Had Selby not sought the office, planning and zoning board chair Sandy Mattick would have been the only candidate to qualify and she would have taken office.
Selby maintains he only considered serving one term when first elected, but reviewed his position after encouragement from a number of voters.
No one has yet announced plans to seek the mayor’s post or a seat on the commission in the Nov. 6 election.
Sandy Mattick said she would not run again for mayor as she has a new job that would interfere with the duties of mayor, she said.
Commissioner Jo Ann Mattick, whose third term expires in November, said she has not given any serious thought to a fourth term. “It’s too early to think about running again,” she said.
Likewise, Commission Chair Chuck Webb, who also is up for re-election in November, said it’s too early to make a decision.

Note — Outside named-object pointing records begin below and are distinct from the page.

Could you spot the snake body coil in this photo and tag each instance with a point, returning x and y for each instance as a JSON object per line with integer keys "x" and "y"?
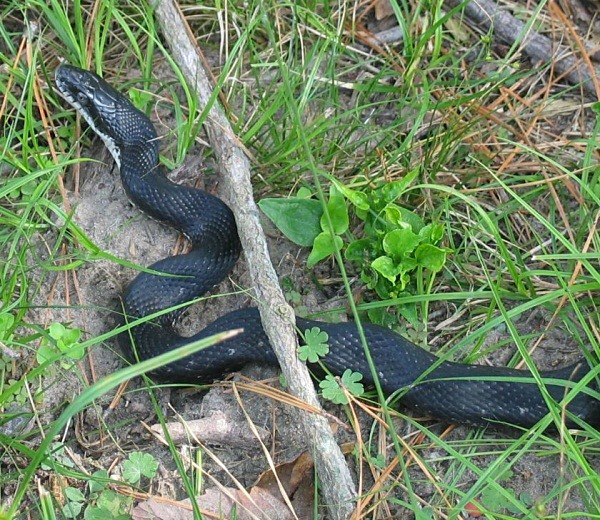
{"x": 445, "y": 390}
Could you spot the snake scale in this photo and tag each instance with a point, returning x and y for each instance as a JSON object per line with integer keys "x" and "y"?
{"x": 449, "y": 391}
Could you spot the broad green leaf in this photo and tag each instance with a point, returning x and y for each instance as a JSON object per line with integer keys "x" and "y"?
{"x": 357, "y": 198}
{"x": 323, "y": 247}
{"x": 359, "y": 250}
{"x": 386, "y": 267}
{"x": 351, "y": 381}
{"x": 297, "y": 218}
{"x": 431, "y": 257}
{"x": 400, "y": 242}
{"x": 412, "y": 219}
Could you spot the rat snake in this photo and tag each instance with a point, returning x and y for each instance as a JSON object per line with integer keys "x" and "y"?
{"x": 442, "y": 389}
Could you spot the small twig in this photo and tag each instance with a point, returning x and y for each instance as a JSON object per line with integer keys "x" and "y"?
{"x": 277, "y": 317}
{"x": 506, "y": 27}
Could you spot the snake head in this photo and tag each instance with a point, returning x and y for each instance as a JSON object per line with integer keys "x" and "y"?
{"x": 90, "y": 95}
{"x": 110, "y": 114}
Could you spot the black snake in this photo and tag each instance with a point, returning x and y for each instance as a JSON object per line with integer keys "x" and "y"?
{"x": 450, "y": 391}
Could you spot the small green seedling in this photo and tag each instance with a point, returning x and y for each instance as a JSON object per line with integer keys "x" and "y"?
{"x": 61, "y": 340}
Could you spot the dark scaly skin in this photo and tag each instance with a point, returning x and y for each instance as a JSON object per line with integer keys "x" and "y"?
{"x": 450, "y": 391}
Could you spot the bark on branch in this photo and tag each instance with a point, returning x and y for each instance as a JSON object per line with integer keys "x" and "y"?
{"x": 277, "y": 316}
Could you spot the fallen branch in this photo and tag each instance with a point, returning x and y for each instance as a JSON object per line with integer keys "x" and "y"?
{"x": 277, "y": 316}
{"x": 489, "y": 17}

Planning and zoning board member Nancy Yetter was defeated in November 2011 in her bid for a commission seat, and had said then she would likely run again in 2012. Efforts to reach Yetter for comment prior to press deadline for The Islander were unsuccessful.
But Webb, Jo Ann Mattick, and anyone considering a run for municipal or county office must decide soon.
The Manatee County Supervisor of Elections office has set qualifying for city and county candidates from noon Monday, June 4, to noon Friday, June 8, although Anna Maria is qualifying candidates May 29-June 8, in order to prepare for primary voting in August, although the city elections do not take part in the primary.
In previous election years, qualifying did not begin until July or August.
Elections in all three Island cities for a commission seat or the mayor’s office are non-partisan.
The terms of all Anna Maria elected officials are for two years. A commissioner is paid $400 per month, while a mayor’s salary is $800 per month.